Add the flour, salt, sugar, yeast, olive oil and 225 ml of milk to a large mixing bowl.

Mix all the ingredients together until they start to come together, adding more milk as required.

Knead on a floured surface for around 10 minutes, until soft and stretchy (or approximately 5 minutes in a stand mixer fitted with a dough hook).

Add to an oiled bowl covered with oiled cling film for around 2 hours, until doubled in size. Meanwhile roast the garlic bulbs.

Preheat the oven to 180°C.

Cut the tops off the bulbs and place on a baking sheet covered with foil. Drizzle with a little olive oil and cover tightly with foil.

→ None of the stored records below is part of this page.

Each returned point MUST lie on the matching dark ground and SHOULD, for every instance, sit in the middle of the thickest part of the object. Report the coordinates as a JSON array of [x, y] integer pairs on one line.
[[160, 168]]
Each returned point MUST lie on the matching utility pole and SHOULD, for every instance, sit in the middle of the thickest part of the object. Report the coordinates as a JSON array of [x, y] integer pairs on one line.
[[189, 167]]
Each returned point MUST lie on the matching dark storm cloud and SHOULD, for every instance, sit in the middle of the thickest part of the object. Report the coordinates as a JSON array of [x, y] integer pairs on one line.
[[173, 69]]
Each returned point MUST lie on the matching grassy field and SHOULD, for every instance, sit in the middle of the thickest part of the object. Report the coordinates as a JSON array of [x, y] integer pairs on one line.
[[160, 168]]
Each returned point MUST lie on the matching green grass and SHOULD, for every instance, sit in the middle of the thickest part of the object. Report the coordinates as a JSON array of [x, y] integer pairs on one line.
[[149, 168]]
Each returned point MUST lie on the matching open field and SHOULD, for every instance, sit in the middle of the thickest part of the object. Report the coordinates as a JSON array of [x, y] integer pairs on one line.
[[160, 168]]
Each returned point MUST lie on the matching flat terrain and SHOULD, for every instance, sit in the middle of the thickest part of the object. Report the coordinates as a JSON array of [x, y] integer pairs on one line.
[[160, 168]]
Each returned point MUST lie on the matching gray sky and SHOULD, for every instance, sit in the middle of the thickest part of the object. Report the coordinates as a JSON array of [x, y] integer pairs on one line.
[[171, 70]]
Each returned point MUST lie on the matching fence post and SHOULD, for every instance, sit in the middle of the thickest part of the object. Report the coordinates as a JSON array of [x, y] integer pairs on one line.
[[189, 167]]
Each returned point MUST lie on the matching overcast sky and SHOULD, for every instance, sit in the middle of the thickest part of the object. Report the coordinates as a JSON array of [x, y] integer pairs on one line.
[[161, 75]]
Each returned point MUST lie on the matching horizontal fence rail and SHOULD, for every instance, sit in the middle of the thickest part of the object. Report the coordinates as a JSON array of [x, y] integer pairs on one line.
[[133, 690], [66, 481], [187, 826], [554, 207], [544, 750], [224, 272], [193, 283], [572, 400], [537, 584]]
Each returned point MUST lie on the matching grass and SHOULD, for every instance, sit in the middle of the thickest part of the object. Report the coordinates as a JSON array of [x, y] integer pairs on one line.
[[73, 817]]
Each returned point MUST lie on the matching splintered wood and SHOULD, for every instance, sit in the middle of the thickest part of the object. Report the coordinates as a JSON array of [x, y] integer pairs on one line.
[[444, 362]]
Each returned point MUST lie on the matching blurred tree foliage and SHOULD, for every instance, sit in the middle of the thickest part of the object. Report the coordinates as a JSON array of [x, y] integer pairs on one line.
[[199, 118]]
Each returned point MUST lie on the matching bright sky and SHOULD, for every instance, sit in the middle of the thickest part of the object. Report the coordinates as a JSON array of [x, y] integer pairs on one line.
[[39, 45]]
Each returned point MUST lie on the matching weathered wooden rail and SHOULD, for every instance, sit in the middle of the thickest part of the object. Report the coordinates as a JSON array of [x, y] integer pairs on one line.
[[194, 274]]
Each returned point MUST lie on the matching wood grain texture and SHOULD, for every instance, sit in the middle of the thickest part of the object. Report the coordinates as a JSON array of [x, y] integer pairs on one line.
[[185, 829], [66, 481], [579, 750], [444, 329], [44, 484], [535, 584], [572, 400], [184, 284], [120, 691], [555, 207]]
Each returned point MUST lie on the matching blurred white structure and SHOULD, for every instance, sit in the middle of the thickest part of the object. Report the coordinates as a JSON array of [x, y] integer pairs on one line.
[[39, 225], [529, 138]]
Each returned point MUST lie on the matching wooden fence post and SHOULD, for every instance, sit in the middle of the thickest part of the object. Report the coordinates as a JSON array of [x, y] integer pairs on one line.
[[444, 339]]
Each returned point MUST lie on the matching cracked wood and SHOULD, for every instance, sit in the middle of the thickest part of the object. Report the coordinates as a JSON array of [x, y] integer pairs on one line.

Roast in the oven for around 1 hour until soft. Allow to cool before mixing with the chopped herbs and olive oil, set aside.

Once the dough has proved knock it back on a floured surface and divide into 24 equal pieces.

Grease a large loaf pan or baking tin. Form each piece of dough into a ball, roll in the garlic and herb mix and then into the baking tin. Cover again with cling film and leave to prove for 1 hour.

Preheat the oven to 180°C.

Bake for around 45 minutes until well risen and cooked all the way through. Times will vary depending on how deep your tin is. If it begins to brown too much on top, cover with foil. Serve warm.